Bismarck Excerpt – Part 3

 We continue in our efforts to sink the Bismarck today.  Part 3 of the excerpt from Stacy Danielle Stephens’ fascinating historical novel.

HMS Prince of Wales

With its guns malfunctioning and having sustained no small amount of damage, the Prince of Wales, dodging the whirlpool of scrap that had been the Hood, managed to put three substantial hits into the Bismarck before turning away from the battle at 6:13 AM.  Captain Lindemann wanted to pursue it, feeling it was nearly destroyed.  Admiral Lutjens, however, had to make sense of the orders he had received, and make sense of the orders he had to give.  The Bismarck was tilting, and damage control was thus far losing their fight against the water coming in.  The British had six battleships and four aircraft carriers operating in the North Atlantic, and Lutjens now realized that all these ships, along with dozens of smaller vessels, were converging on the Bismarck.  He recognized that his mission had changed.  Convoys were now the least of his concerns.  His only responsibility, perhaps for the rest of his life, was to bring the Bismarck home.  Since this would necessarily involve fighting their way out of an encirclement, neither fuel nor ammunition could be wasted on a crippled vessel, particularly as it might be attempting to lure them into a trap.  The Prince of Wales was allowed to flee to safety.

* * *

In his novel, The Cardinal, Henry Morton Robinson mentions a joke that actually made the rounds after the First World War.

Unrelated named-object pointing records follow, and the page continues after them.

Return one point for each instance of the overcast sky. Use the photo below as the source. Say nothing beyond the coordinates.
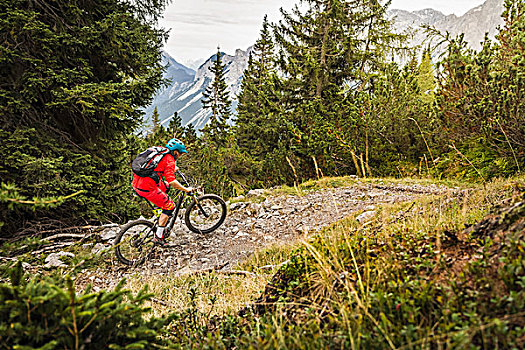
(199, 26)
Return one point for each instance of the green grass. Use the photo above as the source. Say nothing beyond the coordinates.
(399, 281)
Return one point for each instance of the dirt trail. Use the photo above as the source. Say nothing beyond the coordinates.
(251, 226)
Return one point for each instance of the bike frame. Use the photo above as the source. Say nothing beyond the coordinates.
(173, 217)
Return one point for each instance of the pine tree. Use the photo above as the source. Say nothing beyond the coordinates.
(216, 99)
(73, 78)
(426, 79)
(257, 126)
(155, 119)
(330, 51)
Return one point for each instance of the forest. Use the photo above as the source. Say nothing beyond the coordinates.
(330, 91)
(324, 94)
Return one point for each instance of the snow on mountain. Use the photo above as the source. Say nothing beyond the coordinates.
(184, 94)
(475, 23)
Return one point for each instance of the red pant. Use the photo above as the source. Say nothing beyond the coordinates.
(147, 188)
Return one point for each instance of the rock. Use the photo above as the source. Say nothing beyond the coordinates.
(109, 233)
(240, 234)
(237, 205)
(99, 247)
(255, 193)
(53, 259)
(366, 216)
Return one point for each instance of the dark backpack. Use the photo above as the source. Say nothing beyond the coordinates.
(146, 162)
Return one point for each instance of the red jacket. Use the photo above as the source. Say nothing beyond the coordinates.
(166, 169)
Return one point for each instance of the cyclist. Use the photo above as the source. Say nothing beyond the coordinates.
(155, 192)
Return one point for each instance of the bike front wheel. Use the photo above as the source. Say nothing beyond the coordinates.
(205, 214)
(134, 243)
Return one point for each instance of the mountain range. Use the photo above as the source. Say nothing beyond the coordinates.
(184, 92)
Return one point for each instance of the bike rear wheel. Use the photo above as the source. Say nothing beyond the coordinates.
(134, 243)
(205, 214)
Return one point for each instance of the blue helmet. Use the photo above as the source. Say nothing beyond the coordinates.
(176, 145)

In 1919, aboard a transport ship of former German prisoners of war, one Fritz suddenly says to a British sailor, “Your King is an ugly, syphilitic idiot.”  The limey makes no response.  Fritz says, “Every man in the Royal Navy is no man at all, but a pansy.  Every one of you is a repugnant flaming homosexual.”  Still, the limey says nothing and does nothing.  Fritz, quite pleased with himself, leans against the rail, clears his throat, and spits into the water.  Instantly, the limey grabs Fritz by the collar and cold cocks him.  In a few minutes, Fritz, supine on the deck, recovers his consciousness.

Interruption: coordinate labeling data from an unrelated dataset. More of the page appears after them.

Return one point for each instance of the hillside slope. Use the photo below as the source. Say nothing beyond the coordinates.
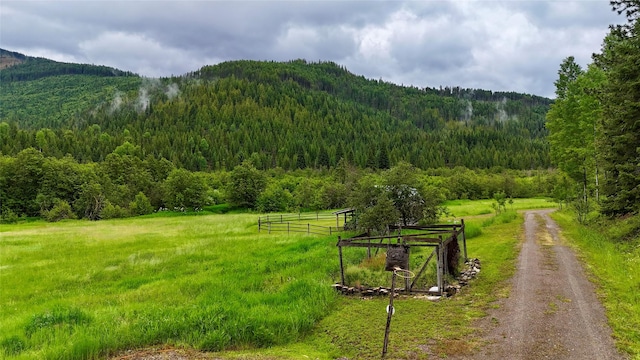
(290, 115)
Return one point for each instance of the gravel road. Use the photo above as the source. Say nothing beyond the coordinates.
(552, 310)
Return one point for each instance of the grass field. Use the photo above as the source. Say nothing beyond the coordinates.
(83, 290)
(614, 265)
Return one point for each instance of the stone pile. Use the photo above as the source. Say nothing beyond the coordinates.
(472, 268)
(361, 290)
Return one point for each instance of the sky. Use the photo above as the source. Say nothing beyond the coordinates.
(515, 45)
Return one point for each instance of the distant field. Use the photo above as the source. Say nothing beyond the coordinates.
(462, 208)
(79, 289)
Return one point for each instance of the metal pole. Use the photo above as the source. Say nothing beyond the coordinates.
(341, 265)
(464, 241)
(439, 267)
(389, 314)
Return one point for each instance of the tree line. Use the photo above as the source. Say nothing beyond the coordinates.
(129, 183)
(594, 126)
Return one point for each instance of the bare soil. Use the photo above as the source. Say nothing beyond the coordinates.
(552, 310)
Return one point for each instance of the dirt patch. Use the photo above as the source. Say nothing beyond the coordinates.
(163, 354)
(552, 310)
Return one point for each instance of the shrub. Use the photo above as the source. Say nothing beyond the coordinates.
(61, 210)
(140, 205)
(13, 345)
(110, 211)
(8, 216)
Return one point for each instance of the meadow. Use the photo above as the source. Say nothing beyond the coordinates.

“Every man is entitled to his opinion,” the limey then explains to him, “but no one will spit in our sea without regretting it.”

* * *

It had been unusually wet and chilly throughout the first three weeks of May, but had finally turned warm, although the rain became even more frequent in the final week.  Still, we felt that if rain were the only thing falling from the sky, it was a good day, so we set out for Marshall & Snelgrove.  It was just a little past nine that we noticed something in the air, perhaps; a feeling that swept around us.  The traces of conversation we overheard were no longer casual, and people were asking, “What?” and “Have you heard?”  Finally, we overheard someone say, quite clearly, “Jerry sunk the Hood with his new dreadnought.”

For a few moments, I was afraid Ellie would lean over and vomit on the street.  I had never seen her so shaken.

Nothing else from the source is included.